EMODnet-Biology-Benthos-Interpolated-Maps

DIVA (Data Interpolating Variational Analysis) and DIVAnd (DIVA in n dimensions) are software tools designed to generate gridded maps of continuous variables such as sea water temperature, salinity or oxygen concentration. The main advantages over other interpolation or analysis method are:

  • coastlines and physical boundaries are taken into account by the method.
  • large datasets (million of data points) can be ingested and processed by the tool.

DIVAnd is a multi-dimensional generalization (Barth et al., 2014), written in the Julia language, with a new mathematical formulation with respect to the previous DIVA code.

This directory provides the codes and tools to

  • process the presence/absence data relative to different benthos species, and
  • generate the gridded and error fields using DIVAnd.

DIVAnd for presence/absence data

The dataset to be processed contained only a binary information: presence or absence, and the objective is to derive a map showing the probability to encounter a given species, as illustrated below for Aequipecten opercularis.

presense/absence

Directory structure

EMODnet-Biology-Benthos-Interpolated-Maps/
├── analysis
├── data/
├── docs/
├── product/
│   ├── figures/
│   └── netCDF/
└── scripts/
  • analysis - Jupyter notebooks used to perform the data analysis, create the figures and the netCDF files.
  • data - input data files.
  • docs - Rendered reports
  • product - Output product files: netCDF containing the gridded, probability fields and the corresponding figures in PNG or JPG format.
  • scripts - Reusable code: functions employed in the Jupyter notebooks.

Data series

The input data was provided by Herman et al (2020).

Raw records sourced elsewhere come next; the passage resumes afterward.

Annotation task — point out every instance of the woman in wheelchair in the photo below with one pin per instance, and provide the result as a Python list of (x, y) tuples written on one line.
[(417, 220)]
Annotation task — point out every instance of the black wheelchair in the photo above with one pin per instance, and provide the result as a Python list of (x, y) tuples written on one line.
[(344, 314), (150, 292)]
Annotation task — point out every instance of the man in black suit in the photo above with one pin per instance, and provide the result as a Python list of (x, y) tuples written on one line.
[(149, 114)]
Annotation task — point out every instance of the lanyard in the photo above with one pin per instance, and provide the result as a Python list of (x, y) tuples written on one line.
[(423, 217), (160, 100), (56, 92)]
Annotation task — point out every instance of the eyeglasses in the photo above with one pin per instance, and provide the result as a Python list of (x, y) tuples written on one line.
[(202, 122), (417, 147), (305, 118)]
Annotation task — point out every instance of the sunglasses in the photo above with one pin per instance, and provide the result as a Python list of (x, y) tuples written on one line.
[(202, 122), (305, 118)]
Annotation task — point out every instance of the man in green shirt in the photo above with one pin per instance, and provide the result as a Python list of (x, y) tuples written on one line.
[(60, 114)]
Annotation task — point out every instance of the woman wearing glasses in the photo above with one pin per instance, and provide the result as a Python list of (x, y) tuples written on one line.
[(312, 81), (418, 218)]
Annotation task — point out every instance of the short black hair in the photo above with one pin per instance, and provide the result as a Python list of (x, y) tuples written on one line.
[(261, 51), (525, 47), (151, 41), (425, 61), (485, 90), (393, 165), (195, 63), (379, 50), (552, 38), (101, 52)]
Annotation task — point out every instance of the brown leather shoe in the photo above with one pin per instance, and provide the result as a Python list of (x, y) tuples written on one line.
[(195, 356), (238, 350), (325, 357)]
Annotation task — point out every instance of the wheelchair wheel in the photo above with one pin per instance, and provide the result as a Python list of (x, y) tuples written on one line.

The main data file is spe.csv, it contains all sampling events as rows, and the most frequent species (occurrence >200) as columns. The first columns specify sampling event and location. All columns are coded as ‘pa’ (for presence/absence) followed by the AphiaID of the species. In the separate file specieslist.csv you find the names of the species corresponding to their AphiaID. You also find the total number of events where the species has been found.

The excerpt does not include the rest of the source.